How much computational resource is needed for the human brain to comprehend a sentence? This paper argues for
divergences between adults and children in pronoun resolution to be due to differences in computational resources, and not to fundamentally different mechanisms.
In their experiments, Hendriks, Spenader and colleagues (e.g., forthcoming in Journal of Child Language) asked children
to decide whether a sentence describe correctly a picture. An image depicting an alligator and an elephant with the
second hitting himself was accompanied by the sentence 'the elephant hits him'. Surprisingly for an adult speaker,
children tended to accept the sentence as correctly describing the scene, even though the same children would
spontaneously use the reflexive 'himself' if asked to produce a sentence recounting the drawing. Why do children accept
personal pronouns with a reflexive interpretation?
Hendriks et al. employed bi-directional Optimality Theory to describe the phenomenon and they argued that young
children lacking a theory of mind (the capability to read others' mind) are also unable to optimise bi-directionally.

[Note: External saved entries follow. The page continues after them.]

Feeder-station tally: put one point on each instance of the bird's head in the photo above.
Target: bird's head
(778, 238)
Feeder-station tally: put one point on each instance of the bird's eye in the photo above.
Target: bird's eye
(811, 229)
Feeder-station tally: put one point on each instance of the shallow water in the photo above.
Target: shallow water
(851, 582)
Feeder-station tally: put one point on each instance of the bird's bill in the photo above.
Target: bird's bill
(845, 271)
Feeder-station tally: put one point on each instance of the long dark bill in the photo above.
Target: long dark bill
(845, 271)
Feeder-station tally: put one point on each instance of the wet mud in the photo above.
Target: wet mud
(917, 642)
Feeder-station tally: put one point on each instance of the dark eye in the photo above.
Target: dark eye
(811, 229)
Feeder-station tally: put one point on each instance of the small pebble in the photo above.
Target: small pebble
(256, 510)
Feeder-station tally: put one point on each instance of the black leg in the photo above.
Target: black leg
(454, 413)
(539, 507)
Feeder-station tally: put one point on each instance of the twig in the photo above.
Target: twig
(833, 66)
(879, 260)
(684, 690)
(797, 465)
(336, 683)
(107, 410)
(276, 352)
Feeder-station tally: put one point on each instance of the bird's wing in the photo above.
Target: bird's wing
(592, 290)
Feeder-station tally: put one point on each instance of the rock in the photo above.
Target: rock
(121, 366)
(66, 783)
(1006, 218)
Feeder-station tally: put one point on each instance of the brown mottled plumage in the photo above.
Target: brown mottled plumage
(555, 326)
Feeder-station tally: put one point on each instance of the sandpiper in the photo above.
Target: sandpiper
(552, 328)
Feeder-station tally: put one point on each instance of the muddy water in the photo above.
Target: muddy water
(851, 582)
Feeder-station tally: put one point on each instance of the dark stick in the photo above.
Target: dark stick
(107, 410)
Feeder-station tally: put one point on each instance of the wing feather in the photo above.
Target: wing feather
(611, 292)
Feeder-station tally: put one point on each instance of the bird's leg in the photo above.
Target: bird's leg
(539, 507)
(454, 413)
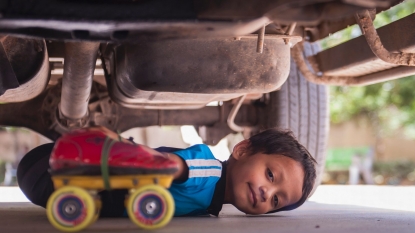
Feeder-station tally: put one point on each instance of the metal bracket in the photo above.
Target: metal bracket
(232, 115)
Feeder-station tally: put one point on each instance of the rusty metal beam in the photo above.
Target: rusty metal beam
(377, 77)
(369, 32)
(355, 58)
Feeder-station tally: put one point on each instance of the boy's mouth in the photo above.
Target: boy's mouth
(253, 196)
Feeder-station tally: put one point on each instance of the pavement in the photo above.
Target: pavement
(371, 209)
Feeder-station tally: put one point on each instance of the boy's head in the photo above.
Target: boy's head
(269, 172)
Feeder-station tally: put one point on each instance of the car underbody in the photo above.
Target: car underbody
(222, 66)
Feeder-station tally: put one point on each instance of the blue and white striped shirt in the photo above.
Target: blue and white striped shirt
(194, 196)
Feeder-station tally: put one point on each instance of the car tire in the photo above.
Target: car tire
(302, 107)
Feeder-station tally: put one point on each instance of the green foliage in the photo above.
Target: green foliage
(389, 105)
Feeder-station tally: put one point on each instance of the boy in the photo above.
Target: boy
(270, 172)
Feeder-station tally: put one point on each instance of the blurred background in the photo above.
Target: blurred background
(372, 132)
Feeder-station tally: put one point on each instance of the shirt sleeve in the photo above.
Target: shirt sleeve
(203, 166)
(195, 194)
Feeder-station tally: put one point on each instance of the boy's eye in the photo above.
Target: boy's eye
(270, 175)
(275, 201)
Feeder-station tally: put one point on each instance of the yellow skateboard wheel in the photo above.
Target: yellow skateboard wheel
(150, 207)
(71, 209)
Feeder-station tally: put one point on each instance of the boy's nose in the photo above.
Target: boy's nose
(263, 193)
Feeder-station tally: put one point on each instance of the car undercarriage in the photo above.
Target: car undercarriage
(222, 66)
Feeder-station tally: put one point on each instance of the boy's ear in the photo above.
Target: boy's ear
(241, 149)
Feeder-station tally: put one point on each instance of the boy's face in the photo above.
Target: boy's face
(259, 183)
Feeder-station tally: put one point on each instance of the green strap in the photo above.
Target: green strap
(104, 162)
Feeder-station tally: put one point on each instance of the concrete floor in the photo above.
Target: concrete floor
(314, 216)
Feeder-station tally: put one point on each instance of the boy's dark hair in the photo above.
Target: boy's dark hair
(283, 142)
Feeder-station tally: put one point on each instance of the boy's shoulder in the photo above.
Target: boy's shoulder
(198, 151)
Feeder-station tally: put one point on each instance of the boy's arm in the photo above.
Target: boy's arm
(183, 172)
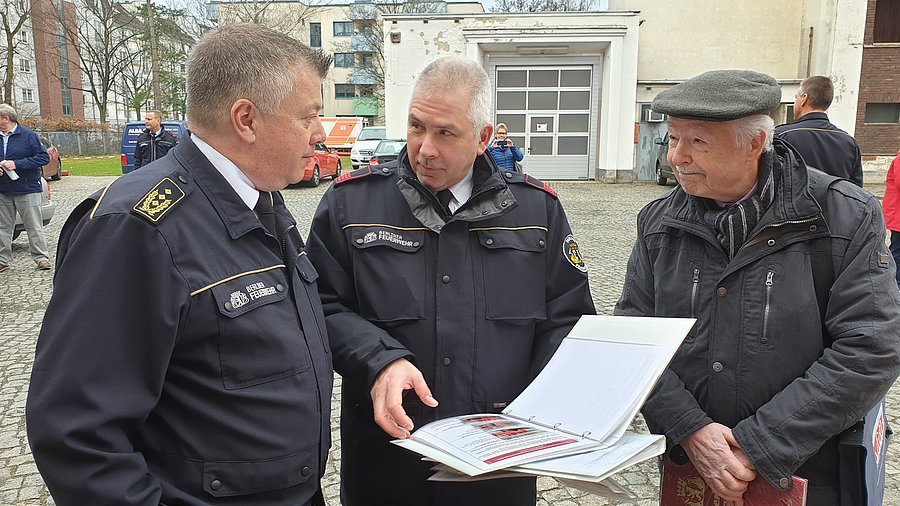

Without questioning the validity of their account, this talk will present an alternative explanation, which is based on
the Simulated Annealing for Optimality Theory Algorithm. The model, analogous to the one employed for voice
assimilation by Biro (2006, chapter 6), predicts a 50% error rate, unless an infinite amount of seemingly useless
candidates are also taken into account. Hence, we argue, adults' mental computation differ from children's not by a
different optimisation technique, rather by a wealthier candidate set.